The issue was brought to light over the weekend by way of a brief mention in a newspaper article discussing labor negotiations. PAT’s Executive Director indicated “the Authority plans to borrow $27 million to trigger about $183 million in state subsidies”. If that happens with no opposition from the Chief Executive, all the talk about making PAT a leaner organization is exposed as rhetoric.
Recall that the County had been sending PAT $20 to $25 million annually to support its mass transit operations with money that came from real estate taxes. The Executive, going to great lengths to show that other regions around the country did not use real estate taxes to fund transit, worked to convince County Council to authorize new levies on alcohol drinks and car rentals under authority granted by the state under Act 44 of 2007.
At the same time, in an effort to show he wanted to get tough with PAT while creating new taxes, the Chief Executive issued the Executive Order concerning the “Distribution of Revenue Derived from Act 44 of 2007…” The Order stated that the County wanted to move its distribution to PAT from real estate taxes to the Act 44 taxes but that these funds “must be withheld until and unless certain additional fiscal reforms are implemented by the Port Authority…” Specifically, the Executive Order wanted to see two things happen: first, the restructuring of costs for union employees similar to non-union employees who have taken cuts and restructured their benefits, and second, a reduction in legacy costs, especially pensions and health care costs for retirees.
That restructuring has not yet been agreed to during the negotiations for a new contract to follow the one expiring on June 30. Predictably, the transit union will resist strenuously any effort to reduce benefits acquired in previous negotiations.
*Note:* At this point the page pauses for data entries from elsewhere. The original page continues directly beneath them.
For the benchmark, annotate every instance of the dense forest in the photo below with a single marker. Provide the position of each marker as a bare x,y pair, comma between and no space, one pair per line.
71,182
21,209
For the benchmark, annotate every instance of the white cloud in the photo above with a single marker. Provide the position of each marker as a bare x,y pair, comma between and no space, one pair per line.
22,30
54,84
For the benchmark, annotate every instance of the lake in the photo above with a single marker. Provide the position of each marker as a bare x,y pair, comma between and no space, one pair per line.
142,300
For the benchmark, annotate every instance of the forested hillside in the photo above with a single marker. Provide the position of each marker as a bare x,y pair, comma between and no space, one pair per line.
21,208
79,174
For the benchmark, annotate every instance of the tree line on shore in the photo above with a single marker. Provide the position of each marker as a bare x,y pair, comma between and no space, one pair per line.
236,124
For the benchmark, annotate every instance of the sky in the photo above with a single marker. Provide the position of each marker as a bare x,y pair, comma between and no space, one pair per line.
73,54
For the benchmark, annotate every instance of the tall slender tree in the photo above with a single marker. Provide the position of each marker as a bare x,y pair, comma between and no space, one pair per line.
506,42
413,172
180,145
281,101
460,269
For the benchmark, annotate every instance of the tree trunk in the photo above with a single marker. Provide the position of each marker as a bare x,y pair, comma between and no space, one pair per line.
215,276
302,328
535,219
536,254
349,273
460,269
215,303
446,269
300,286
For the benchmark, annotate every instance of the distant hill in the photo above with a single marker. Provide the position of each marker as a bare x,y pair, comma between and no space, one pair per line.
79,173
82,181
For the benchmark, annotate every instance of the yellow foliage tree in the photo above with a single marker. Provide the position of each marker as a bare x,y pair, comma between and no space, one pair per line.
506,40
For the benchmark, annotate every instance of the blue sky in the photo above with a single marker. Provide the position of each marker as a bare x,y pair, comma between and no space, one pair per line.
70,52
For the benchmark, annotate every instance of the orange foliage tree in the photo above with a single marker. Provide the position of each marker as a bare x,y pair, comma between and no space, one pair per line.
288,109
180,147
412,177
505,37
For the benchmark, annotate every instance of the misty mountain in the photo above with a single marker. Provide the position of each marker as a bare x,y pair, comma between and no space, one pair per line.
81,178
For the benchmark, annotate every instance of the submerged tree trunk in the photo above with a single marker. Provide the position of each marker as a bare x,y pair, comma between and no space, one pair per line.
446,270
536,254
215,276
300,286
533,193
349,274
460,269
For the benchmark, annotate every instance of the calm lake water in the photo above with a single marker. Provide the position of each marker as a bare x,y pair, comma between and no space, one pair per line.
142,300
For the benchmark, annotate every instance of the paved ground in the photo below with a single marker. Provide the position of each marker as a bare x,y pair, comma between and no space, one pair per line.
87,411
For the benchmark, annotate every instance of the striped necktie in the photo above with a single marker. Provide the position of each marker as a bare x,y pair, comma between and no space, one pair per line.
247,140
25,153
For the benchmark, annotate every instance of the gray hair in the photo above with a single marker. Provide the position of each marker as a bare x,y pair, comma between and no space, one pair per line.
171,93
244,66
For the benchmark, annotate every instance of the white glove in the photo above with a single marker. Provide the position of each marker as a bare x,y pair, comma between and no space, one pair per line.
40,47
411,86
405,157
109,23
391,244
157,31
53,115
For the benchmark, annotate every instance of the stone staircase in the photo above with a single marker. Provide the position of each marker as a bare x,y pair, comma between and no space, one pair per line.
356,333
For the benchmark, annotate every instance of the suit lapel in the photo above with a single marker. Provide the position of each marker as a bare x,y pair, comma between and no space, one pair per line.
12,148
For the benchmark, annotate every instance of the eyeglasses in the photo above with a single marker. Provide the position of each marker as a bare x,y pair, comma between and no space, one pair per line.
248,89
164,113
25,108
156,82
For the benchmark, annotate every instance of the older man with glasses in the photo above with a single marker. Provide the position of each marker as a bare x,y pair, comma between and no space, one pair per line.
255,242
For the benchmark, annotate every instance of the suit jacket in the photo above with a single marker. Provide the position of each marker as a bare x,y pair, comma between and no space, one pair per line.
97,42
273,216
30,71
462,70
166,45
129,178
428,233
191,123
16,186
Bringing PAT’s union benefits more in line with non-union benefits or even like those of its sister agency in Philadelphia will entail dramatic changes in how much employees pay for health care, how long they get health benefits after they retire, and even the age at which they can retire.
The biggest bargaining chip the Executive and the PAT Board had in this scenario was the revenue from the new taxes. “Change, or forget about the money” was the argument. But now PAT’s plan to borrow matching funds seriously alters the dynamics of this game.
Where does the Executive stand on this? He obviously feels that the Authority needs to change and has made the point that no change means that none of the new tax money will be forthcoming. Did he also mean that the Authority can’t seek its own alternative way around the withheld money? If he is opposed to the borrowing, is he ready to ask for the resignation of any board member who votes to authorize issuing debt to keep the agency going? And how will he explain to an angry public and business community that the drink tax was absolutely essential to keep mass transit operating if PAT is able to get around his plan to withhold the matching funds?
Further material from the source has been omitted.